The Nansha Station will be a new hub for the entire Greater Bay Area. Whereas the Guangzhou South Station, slightly to the north of Nansha, is the primary hub for trains running through the GBA from elsewhere, Nansha will be the primary hub for trains running within the GBA.
The new station will open in phases over the next five years. By its completion in 2024, it will have 14 platforms serving 30 routes. Guangzhou South, by comparison, has 15 platforms and 28 routes running through it.
Construction of this mammoth station will cost around RMB 21 billion, starting next year. According to the initial plan, the extended section of the Shenzhen-Maoming railway passing through Nansha will run via underground tunnels. The section running eastward from Nansha, through Dongguan’s Binhai Bay to Shenzhen’s Xili Station, will go at 200 km/h, while the section running westward, through Foshan to Jiangmen, will go at 250 km/h.

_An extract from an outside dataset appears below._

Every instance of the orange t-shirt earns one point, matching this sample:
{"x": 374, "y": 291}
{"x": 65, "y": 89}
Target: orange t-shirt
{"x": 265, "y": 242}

That is just for the east-west railway. North-south connections will include the Guangzhou-Zhongshan-Macau High-Speed Railway, running down the coast to Zhuhai and connecting to the Macau LRT at Hengqin. There is also an Intercity Railway being built from Zhaoqing, through Shunde and Nansha. And then there are the connections to other nearby Metro lines, including the Guangzhou Metro Line 18 and 22. These two are crucial and will be the first to open, late next year. Line 18 passes through the capital’s Haizhu District and ends in the Tianhe District, while Line 22 ends in the Liwan District.
The key clusters: Tech, Finance and Ports
Nansha has had a major port on its southern tip for years, but it is only recently that the entire area has been subject to a masterplan, which makes clearer that Nansha has maritime ambitions for both commerce and tourism.
Commercially, it seems a forgone conclusion that Nansha will become the Greater Bay’s dominant cargo port. In 2016, nearly 100 domestic and international sea routes were launched here. Since then, dozens more have been added every year. The port is a key node for China on the Belt and Road Initiative.
On the tourism side, Nansha Cruise Terminal will be opened later this year. This gigantic port, with an immigration area of more than 3,000-sqm, is five times bigger than the current Nansha cruise port. It will have four berths for 205,000 GT super cruise ships and is expected to become a major node in regional cruise itineraries. The focus, it seems, will be on low-impact tourism, however, as the low population density and abundant ecological resources make it ideal for nature lovers. The Nansha government also wants to highlight the so-called “Lingnan culture” of regions based on extensive waterways, instead of copying the brash modern style of Hong Kong or Macau.
Technology is clustered in the original area founded by Henry Fok, where the Nansha Information and Technology Park is located. This probably the one area of the Greater Bay that Shenzhen’s tech titans are watching with mixed feelings. It is under Guangzhou’s control, and the provincial capital is determined to not be left behind in China’s cut-throat tech-upgrade races. However, Shenzhen’s biggest companies are national and international players that need to feed off all the innovation they can get, and Nansha is proving to be a magnet for talented startups. We will write more on this in the near future.
Finance is still largely being built. But as we profiled recently in a feature on Hengli Island, the district has major ambitions to become a “World Financial Island”.